Sharpton was playing judge and jury early this morning, on NBC’s Today Show, declaring that Imus’ Monday apology was “too little, too late,” that it was “business as usual,” and that Imus should vanish forever because “people should not be attacked for their gender or their race.”
And yet Matt Lauer never bothered to ask Sharpton to explain why he deems himself qualified to sit in judgment. Lauer mentioned that Sharpton has been a figure of “controversy” in the past, but never hit the preacher with the actual facts. Such as:
In 1987, Sharpton concocted the Tawana Brawley hoax, charging that a 15-year-old black girl had been abducted, raped, and smeared with feces by a group of white men. He targeted one particular guy, who turned out to innocent. In fact, the crime itself never happened. Sharpton taunted his white target, saying: “If we're lying, sue us.” The guy did sue – and wound up winning a $345,000 defamation verdict against Sharpton…who, to this day, has refused to recant his slander or to apologize.

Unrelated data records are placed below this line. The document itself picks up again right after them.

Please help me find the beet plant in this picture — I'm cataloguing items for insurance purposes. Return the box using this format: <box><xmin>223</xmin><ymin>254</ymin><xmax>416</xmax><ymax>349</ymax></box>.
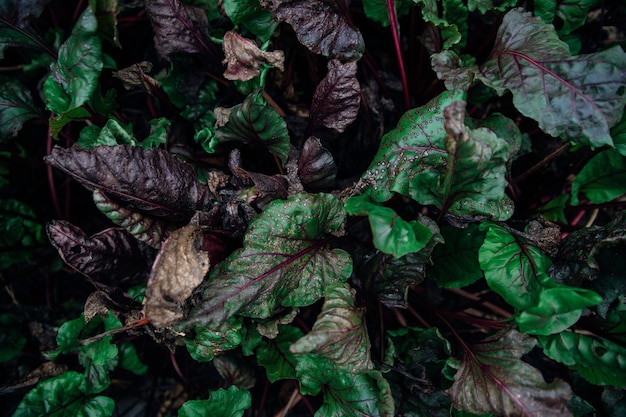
<box><xmin>0</xmin><ymin>0</ymin><xmax>626</xmax><ymax>417</ymax></box>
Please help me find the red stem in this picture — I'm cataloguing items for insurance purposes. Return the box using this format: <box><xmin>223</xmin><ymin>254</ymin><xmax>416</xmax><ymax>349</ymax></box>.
<box><xmin>387</xmin><ymin>0</ymin><xmax>411</xmax><ymax>110</ymax></box>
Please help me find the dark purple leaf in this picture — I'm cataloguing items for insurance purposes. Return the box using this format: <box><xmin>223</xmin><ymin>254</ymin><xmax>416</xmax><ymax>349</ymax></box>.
<box><xmin>269</xmin><ymin>0</ymin><xmax>365</xmax><ymax>62</ymax></box>
<box><xmin>47</xmin><ymin>221</ymin><xmax>150</xmax><ymax>284</ymax></box>
<box><xmin>309</xmin><ymin>59</ymin><xmax>361</xmax><ymax>132</ymax></box>
<box><xmin>298</xmin><ymin>136</ymin><xmax>337</xmax><ymax>189</ymax></box>
<box><xmin>45</xmin><ymin>145</ymin><xmax>212</xmax><ymax>222</ymax></box>
<box><xmin>145</xmin><ymin>0</ymin><xmax>213</xmax><ymax>59</ymax></box>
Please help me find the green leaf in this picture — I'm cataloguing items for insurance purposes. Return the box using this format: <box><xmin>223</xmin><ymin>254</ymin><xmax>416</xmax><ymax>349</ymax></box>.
<box><xmin>572</xmin><ymin>149</ymin><xmax>626</xmax><ymax>206</ymax></box>
<box><xmin>0</xmin><ymin>77</ymin><xmax>41</xmax><ymax>142</ymax></box>
<box><xmin>427</xmin><ymin>224</ymin><xmax>485</xmax><ymax>288</ymax></box>
<box><xmin>515</xmin><ymin>285</ymin><xmax>602</xmax><ymax>336</ymax></box>
<box><xmin>478</xmin><ymin>222</ymin><xmax>556</xmax><ymax>309</ymax></box>
<box><xmin>13</xmin><ymin>371</ymin><xmax>115</xmax><ymax>417</ymax></box>
<box><xmin>0</xmin><ymin>313</ymin><xmax>26</xmax><ymax>362</ymax></box>
<box><xmin>185</xmin><ymin>318</ymin><xmax>242</xmax><ymax>362</ymax></box>
<box><xmin>289</xmin><ymin>284</ymin><xmax>373</xmax><ymax>373</ymax></box>
<box><xmin>448</xmin><ymin>330</ymin><xmax>572</xmax><ymax>416</ymax></box>
<box><xmin>256</xmin><ymin>325</ymin><xmax>304</xmax><ymax>382</ymax></box>
<box><xmin>224</xmin><ymin>0</ymin><xmax>278</xmax><ymax>42</ymax></box>
<box><xmin>477</xmin><ymin>9</ymin><xmax>626</xmax><ymax>147</ymax></box>
<box><xmin>345</xmin><ymin>195</ymin><xmax>433</xmax><ymax>258</ymax></box>
<box><xmin>181</xmin><ymin>194</ymin><xmax>352</xmax><ymax>326</ymax></box>
<box><xmin>215</xmin><ymin>90</ymin><xmax>289</xmax><ymax>163</ymax></box>
<box><xmin>178</xmin><ymin>385</ymin><xmax>252</xmax><ymax>417</ymax></box>
<box><xmin>363</xmin><ymin>90</ymin><xmax>516</xmax><ymax>220</ymax></box>
<box><xmin>44</xmin><ymin>7</ymin><xmax>104</xmax><ymax>118</ymax></box>
<box><xmin>538</xmin><ymin>332</ymin><xmax>626</xmax><ymax>388</ymax></box>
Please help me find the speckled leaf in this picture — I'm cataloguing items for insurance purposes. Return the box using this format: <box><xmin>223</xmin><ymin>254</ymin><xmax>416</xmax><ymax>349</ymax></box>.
<box><xmin>45</xmin><ymin>145</ymin><xmax>213</xmax><ymax>222</ymax></box>
<box><xmin>93</xmin><ymin>188</ymin><xmax>168</xmax><ymax>249</ymax></box>
<box><xmin>298</xmin><ymin>136</ymin><xmax>337</xmax><ymax>189</ymax></box>
<box><xmin>268</xmin><ymin>0</ymin><xmax>365</xmax><ymax>62</ymax></box>
<box><xmin>448</xmin><ymin>330</ymin><xmax>572</xmax><ymax>417</ymax></box>
<box><xmin>145</xmin><ymin>0</ymin><xmax>212</xmax><ymax>59</ymax></box>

When Sharpton, as a 2004 Democratic presidential candidate, was asked by Tim Russert on Meet the Press whether he was ready to apologize, he said this: “To apologize for believing and standing with a woman--I think all of us need to take women's claims more seriously…No apology for standing up for civil rights.”
Sharpton followed up on his ’87 performance by stoking anti-Semitic anger in 1991. After an Hasidic Jewish driver in Brooklyn accidentally killed a seven-year-old black boy, Sharpton showed up at the funeral and assailed “diamond merchants” for spilling “the blood of innocent babies.” In case anyone missed the fact that “diamond merchants” was a code phrase for Jews, he lead a pack of demonstrators through a Jewish neighborhood. Subsequently, a rabbinical student was fatally stabbed by a group of assailants that reportedly shouted “Kill the Jews!”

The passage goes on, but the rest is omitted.